The MPC, while reaching its decision, considered the key trends and also the prospects in real, fiscal, and external sectors where the resulting outlook for these monetary conditions and inflation were highlighted.
The MPC also noted that since their last meeting in the month of September, the domestic recovery has seemed to gradually gain traction, in line with expectations for the growth of slightly above 2% in FY21, and the business sentiment has also improved further. However, there are risks also to the outlook of it.
Moreover, the recent rise in Coronavirus cases in our country Pakistan and also in other countries presents a considerable downside risk. On the upside level, while it could take time to fully implement it worldwide, there have been recent encouraging news on the vaccine development.
The MPC noted that the lagged effects of the significant fiscal, monetary, and credit stimulus injected during the pandemic should continue to shore up growth in coming quarters.
In Real sector
Recent data suggest that further strengthening and broadening of this recovery has observed since July 2020, led by construction and also the manufacturing. Sales of the Fast Moving Consumer Goods (FMCGs) has rebounded in FY21 Q1, the average sales volumes of POL and Pakistan’s automobiles have surpassed their pre-Covi19 levels of FY20; however, cement sales are at a level of an all-time high.
Large scale manufacturing (LSM) also continues to rebound and expanding by 4.8% (y/y) in FY21 Q1 that is against a contraction of 5.5% in the same quarter of last year.
In the agriculture sector, the impact of the expected decline in the cotton production is more likely to be offset by the growth in other major crops whereas, higher wheat production due to this rise in support prices and the recently announced subsidies on the fertilizers and pesticides has been recorded.
While the social distancing continues in covid-19 to weigh more heavily on the certain parts of the services sector, the wholesale and retail trade and transportation are also expected to benefit from this as the knock-on impacts of the ongoing pick-up in manufacturing, construction and agriculture.
The external sector also continues to strengthen, with the current ongoing account in FY 21 Q1 recording the first quarterly surplus that is in more than five years.

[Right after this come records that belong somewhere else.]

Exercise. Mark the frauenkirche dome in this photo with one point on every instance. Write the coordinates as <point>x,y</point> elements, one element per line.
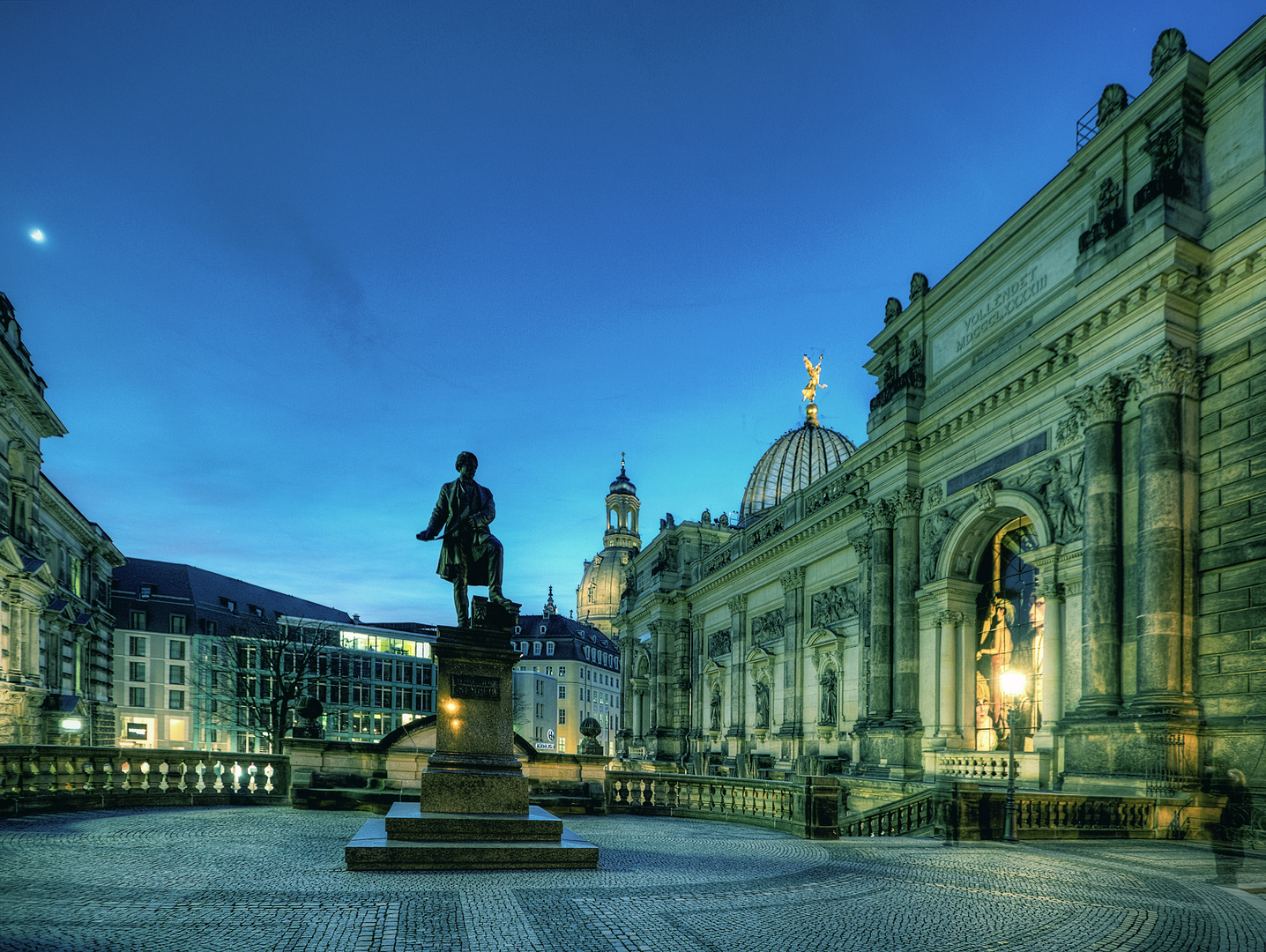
<point>796,458</point>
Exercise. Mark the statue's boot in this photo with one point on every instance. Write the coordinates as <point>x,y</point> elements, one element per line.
<point>496,598</point>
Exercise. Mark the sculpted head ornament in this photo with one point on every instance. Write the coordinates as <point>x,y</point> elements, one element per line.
<point>1170,46</point>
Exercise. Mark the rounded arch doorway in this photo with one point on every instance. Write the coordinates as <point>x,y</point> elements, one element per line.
<point>1009,627</point>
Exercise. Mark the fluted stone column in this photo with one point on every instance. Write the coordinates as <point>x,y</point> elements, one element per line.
<point>1053,653</point>
<point>793,675</point>
<point>905,608</point>
<point>1100,408</point>
<point>738,670</point>
<point>947,678</point>
<point>880,688</point>
<point>1161,382</point>
<point>862,548</point>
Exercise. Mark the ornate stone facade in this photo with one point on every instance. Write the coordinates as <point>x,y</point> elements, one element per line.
<point>55,579</point>
<point>1071,490</point>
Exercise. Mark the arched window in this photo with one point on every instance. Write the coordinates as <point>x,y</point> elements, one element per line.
<point>1009,621</point>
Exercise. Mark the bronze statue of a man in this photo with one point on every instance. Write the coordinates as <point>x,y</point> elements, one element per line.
<point>471,554</point>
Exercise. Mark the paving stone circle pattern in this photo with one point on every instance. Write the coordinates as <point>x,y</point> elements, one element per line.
<point>273,877</point>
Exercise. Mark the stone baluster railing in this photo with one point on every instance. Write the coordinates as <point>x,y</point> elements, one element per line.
<point>122,777</point>
<point>807,807</point>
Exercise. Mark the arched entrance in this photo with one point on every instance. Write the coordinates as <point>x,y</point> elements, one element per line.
<point>1009,637</point>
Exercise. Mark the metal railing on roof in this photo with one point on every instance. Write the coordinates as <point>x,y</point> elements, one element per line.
<point>1088,125</point>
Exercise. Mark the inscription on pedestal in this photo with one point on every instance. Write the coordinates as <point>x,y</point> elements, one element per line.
<point>476,688</point>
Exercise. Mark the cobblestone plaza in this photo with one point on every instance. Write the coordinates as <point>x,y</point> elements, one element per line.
<point>273,877</point>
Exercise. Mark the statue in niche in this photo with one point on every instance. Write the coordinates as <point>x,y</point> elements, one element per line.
<point>994,653</point>
<point>810,389</point>
<point>828,710</point>
<point>470,554</point>
<point>1170,47</point>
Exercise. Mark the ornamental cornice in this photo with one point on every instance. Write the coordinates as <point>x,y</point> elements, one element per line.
<point>1051,591</point>
<point>906,502</point>
<point>880,514</point>
<point>1173,371</point>
<point>792,580</point>
<point>795,536</point>
<point>1100,401</point>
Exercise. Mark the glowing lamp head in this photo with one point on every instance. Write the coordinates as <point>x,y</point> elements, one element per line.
<point>1013,682</point>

After remaining in the positive territory for all the four months of this fiscal year, the overall cumulative current account through October reached to a surplus of $1.2 billion against a deficit of $1.4 billion in the same period last year.
The current account surplus and the improving outlook with the sentiment for the economy have supported a 3½% appreciation in PKR since the last MPC, and this further strengthened the external buffers, with SBP’s foreign exchange reserves by increasing to $12.9 billion to their highest level since the past February 2018.
Now based on the performance to the current date, the outlook for the external sector has meanwhile improved further, and the current account of deficit for FY21 is now projected to be at below 2% of the GDP.
In line with this year’s budget, the government has continued to make the concerted efforts to maintain fiscal discipline and including adhering to its commitment of like no fresh borrowing from SBP.
Despite the lower non-tax revenue, the prominent primary balance posted a surplus of 0.6% of GDP in FY21 Q1 that is similar to the levels achieved during the same period last year. However, overall the higher budget deficit due to the larger domestic interest payments should also taper as the benefits of the recent interest rate that cuts the filter through.